# Equidistributed sequence

The theory of uniform distribution modulo 1 deals with the distribution behavior of sequences of real numbers. A sequence is uniformly distributed modulo 1, if the relative number of sequence elements converge at an interval to the length of this interval.

## Definition

Let be a sequence of real numbers. For numbers denote the number of those followers with index less than or equal to, the fraction is in the interval. In mathematical notation:

Under the fraction of a number is taken to mean the number itself minus the nearest whole number ( for example, the fraction, and the fractional part ). The fractional part of a number is always in the interval.

The sequence is now uniformly distributed modulo 1, if the relative number of sequence elements in the interval targeted for each interval to the length of the interval. In mathematical notation: ie uniformly distributed modulo 1 if and only if

Intuitively, this means that the sequence is uniformly distributed in the interval ( hence the term " uniformly distributed modulo 1").

## Properties

An important criterion to check whether a sequence is uniformly distributed modulo 1 or not, is the Weyl criterion, first proved by Hermann Weyl in 1916. A sequence is uniformly distributed modulo 1 if and only if

The proof is based on that the indicator functions appearing in the definition of uniform distribution modulo 1, according to the approximation theorem of Weierstrass can be approximated accurately by continuous functions by trigonometric polynomials and these arbitrary.

## Examples

The following consequences are uniformly distributed modulo 1:

- If and only if is irrational.

- For

- Wherein a non- constant polynomial denoted which has at least an irrational coefficients.
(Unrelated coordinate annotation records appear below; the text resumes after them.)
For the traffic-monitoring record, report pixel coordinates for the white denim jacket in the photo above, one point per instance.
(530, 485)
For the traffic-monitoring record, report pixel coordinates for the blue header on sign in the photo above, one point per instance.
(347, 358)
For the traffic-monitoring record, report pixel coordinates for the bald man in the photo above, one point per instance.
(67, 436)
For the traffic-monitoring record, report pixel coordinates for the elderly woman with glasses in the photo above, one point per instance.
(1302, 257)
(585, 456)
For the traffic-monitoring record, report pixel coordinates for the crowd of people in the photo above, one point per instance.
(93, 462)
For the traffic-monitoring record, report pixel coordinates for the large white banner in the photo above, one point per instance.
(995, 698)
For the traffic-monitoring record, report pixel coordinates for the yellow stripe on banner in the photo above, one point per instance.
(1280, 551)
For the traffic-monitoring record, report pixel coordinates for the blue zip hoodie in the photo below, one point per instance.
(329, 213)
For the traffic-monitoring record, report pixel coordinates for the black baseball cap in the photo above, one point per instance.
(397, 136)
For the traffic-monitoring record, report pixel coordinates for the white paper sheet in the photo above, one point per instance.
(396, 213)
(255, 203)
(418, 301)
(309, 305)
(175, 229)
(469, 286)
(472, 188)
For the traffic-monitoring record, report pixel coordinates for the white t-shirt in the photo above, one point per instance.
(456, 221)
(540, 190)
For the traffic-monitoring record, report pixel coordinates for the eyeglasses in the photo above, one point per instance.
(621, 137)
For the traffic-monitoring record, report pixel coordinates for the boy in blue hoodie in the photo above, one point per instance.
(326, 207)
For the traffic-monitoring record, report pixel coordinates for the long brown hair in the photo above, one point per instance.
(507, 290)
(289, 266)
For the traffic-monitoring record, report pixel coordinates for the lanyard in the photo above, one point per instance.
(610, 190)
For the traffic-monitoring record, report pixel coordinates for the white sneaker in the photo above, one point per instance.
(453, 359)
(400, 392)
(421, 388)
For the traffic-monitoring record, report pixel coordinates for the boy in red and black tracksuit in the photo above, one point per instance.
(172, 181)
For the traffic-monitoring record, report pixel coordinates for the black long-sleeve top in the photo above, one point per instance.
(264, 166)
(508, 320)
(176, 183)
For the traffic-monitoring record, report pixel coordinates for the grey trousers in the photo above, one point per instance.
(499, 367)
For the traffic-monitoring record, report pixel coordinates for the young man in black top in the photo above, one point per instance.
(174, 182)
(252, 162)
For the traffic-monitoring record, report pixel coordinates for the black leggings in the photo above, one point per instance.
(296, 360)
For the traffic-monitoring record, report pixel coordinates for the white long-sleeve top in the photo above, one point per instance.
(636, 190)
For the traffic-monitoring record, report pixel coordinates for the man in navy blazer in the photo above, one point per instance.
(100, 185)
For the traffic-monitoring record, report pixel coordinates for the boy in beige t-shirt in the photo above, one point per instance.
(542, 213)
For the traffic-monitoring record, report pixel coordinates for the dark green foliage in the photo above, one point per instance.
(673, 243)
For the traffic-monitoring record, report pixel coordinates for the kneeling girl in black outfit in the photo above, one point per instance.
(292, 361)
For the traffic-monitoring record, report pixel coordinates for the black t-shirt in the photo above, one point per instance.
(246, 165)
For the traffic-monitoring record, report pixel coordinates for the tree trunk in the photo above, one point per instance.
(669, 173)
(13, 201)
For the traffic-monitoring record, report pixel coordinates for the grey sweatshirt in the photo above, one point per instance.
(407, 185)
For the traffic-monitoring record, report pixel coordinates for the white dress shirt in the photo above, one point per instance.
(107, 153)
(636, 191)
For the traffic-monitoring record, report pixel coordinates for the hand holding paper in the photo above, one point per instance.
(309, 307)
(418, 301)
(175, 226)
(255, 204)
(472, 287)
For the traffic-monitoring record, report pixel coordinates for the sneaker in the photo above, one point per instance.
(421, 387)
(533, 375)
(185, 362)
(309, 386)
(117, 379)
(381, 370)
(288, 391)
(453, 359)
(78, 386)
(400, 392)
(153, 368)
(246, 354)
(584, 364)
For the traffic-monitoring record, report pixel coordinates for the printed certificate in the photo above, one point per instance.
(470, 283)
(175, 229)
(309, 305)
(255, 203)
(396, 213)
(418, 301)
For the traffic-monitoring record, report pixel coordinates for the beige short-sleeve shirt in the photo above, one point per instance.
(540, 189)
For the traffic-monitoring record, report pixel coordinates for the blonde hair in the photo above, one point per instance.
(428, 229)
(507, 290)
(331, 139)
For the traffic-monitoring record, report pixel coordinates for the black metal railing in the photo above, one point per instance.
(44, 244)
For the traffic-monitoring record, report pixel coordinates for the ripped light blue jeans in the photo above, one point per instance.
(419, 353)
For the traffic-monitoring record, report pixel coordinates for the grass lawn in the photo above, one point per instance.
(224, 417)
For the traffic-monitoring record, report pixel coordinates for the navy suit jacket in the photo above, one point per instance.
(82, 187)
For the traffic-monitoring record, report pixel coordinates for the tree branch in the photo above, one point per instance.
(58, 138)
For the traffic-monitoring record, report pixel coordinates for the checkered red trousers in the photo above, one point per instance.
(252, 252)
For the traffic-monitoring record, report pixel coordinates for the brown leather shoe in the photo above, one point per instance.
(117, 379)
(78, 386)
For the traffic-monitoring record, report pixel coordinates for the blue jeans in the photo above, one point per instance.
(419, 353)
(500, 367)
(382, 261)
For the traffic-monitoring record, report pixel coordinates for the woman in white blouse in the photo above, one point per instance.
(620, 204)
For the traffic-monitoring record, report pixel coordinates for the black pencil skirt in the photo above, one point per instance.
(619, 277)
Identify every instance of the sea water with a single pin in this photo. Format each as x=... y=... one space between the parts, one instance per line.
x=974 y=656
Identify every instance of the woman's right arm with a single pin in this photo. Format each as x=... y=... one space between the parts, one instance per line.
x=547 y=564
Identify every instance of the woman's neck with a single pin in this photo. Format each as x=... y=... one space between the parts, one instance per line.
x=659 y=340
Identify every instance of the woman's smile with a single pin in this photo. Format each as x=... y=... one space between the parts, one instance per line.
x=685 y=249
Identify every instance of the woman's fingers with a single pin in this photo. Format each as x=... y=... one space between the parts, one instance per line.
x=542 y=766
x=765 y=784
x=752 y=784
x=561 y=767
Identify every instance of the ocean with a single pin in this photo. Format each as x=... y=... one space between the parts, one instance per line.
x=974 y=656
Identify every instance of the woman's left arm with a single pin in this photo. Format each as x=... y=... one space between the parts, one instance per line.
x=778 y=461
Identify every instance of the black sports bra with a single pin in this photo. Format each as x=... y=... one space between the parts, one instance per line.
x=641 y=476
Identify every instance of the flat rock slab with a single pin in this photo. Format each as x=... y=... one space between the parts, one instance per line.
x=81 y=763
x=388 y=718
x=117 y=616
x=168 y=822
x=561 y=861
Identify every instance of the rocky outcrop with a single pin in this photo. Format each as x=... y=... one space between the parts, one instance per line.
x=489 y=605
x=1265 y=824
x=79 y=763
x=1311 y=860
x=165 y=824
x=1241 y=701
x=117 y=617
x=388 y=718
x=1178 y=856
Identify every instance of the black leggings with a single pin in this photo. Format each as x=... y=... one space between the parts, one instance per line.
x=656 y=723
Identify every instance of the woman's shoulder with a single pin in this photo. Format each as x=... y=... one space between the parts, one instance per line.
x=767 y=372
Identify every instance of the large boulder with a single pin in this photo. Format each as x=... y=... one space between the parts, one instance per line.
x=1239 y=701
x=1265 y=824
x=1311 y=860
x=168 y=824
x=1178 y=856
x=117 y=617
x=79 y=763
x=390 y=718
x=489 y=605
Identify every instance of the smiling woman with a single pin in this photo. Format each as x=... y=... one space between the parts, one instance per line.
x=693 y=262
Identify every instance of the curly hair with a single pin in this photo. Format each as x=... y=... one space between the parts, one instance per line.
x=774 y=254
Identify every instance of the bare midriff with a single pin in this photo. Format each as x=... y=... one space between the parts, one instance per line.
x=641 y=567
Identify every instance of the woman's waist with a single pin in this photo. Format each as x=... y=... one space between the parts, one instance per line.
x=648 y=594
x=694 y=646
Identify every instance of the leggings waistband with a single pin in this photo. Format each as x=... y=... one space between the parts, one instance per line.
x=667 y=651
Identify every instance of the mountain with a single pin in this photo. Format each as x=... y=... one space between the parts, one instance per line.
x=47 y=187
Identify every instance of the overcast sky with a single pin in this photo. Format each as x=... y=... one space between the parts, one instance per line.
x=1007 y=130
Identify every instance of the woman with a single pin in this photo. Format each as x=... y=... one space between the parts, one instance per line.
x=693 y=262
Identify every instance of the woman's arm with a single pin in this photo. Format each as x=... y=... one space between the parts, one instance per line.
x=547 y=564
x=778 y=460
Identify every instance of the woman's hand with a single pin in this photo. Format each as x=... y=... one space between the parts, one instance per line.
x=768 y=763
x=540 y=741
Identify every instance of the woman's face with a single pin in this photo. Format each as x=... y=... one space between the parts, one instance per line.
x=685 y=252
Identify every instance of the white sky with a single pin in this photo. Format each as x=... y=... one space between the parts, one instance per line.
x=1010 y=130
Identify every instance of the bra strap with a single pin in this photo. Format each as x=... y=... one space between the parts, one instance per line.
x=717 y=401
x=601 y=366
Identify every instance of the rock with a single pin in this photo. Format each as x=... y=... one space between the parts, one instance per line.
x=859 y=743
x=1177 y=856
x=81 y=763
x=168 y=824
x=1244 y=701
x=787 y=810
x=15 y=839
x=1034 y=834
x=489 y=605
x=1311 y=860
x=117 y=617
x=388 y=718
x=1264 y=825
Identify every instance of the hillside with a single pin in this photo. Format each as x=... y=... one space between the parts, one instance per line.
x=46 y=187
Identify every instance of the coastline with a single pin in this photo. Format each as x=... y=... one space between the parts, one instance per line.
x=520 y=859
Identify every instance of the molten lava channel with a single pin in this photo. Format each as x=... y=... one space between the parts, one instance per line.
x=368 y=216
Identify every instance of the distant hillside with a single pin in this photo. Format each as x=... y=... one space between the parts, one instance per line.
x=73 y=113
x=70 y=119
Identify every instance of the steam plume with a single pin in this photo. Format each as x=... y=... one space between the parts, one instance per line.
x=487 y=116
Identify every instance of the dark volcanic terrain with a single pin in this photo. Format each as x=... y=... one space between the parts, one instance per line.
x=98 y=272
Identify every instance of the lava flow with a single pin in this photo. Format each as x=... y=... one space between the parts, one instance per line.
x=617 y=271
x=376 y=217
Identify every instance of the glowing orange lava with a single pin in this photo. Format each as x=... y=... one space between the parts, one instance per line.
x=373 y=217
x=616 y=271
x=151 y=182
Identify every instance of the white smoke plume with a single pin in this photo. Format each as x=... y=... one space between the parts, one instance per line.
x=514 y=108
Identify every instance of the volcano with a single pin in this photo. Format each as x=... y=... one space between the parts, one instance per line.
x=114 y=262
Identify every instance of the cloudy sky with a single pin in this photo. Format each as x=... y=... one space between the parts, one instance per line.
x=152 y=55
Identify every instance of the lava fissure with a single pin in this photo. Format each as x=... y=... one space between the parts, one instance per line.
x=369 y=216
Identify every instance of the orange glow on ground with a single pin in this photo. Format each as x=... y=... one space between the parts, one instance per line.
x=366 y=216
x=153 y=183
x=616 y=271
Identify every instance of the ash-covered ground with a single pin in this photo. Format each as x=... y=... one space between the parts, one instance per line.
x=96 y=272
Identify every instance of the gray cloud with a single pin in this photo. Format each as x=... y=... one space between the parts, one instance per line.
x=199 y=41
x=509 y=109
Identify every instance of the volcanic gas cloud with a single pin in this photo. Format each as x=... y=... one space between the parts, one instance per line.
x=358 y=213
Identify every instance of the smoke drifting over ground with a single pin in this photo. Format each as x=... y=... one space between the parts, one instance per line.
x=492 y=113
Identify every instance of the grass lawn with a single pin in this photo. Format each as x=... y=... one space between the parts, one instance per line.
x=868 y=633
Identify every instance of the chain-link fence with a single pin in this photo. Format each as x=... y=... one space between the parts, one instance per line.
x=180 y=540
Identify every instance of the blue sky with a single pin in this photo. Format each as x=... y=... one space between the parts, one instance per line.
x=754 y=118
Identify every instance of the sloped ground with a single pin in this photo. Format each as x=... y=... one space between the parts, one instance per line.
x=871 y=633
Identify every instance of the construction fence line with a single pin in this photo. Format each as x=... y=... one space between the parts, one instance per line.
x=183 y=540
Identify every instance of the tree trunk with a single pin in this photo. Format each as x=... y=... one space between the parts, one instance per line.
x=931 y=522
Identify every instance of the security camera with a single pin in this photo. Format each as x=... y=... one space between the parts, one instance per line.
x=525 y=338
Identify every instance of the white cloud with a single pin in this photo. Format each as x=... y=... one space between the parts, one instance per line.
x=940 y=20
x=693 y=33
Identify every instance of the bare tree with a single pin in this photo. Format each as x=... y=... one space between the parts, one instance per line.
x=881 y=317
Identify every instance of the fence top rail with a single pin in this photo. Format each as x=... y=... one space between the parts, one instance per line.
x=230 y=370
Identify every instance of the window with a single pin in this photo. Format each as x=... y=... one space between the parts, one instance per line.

- If and only if a normal number in base 2.

Since the sequence of irrational uniformly distributed modulo 1, must be asymptotically about elements of the sequence in each interval by definition. In particular, therefore each interval must contain infinitely many elements of the sequence: the sequence is therefore dense in the interval. This is the so-called approximation theorem of Kronecker, creating a connection between uniform distribution modulo 1 and diophantine approximation is indicated (see Dirichlet's approximation theorem ).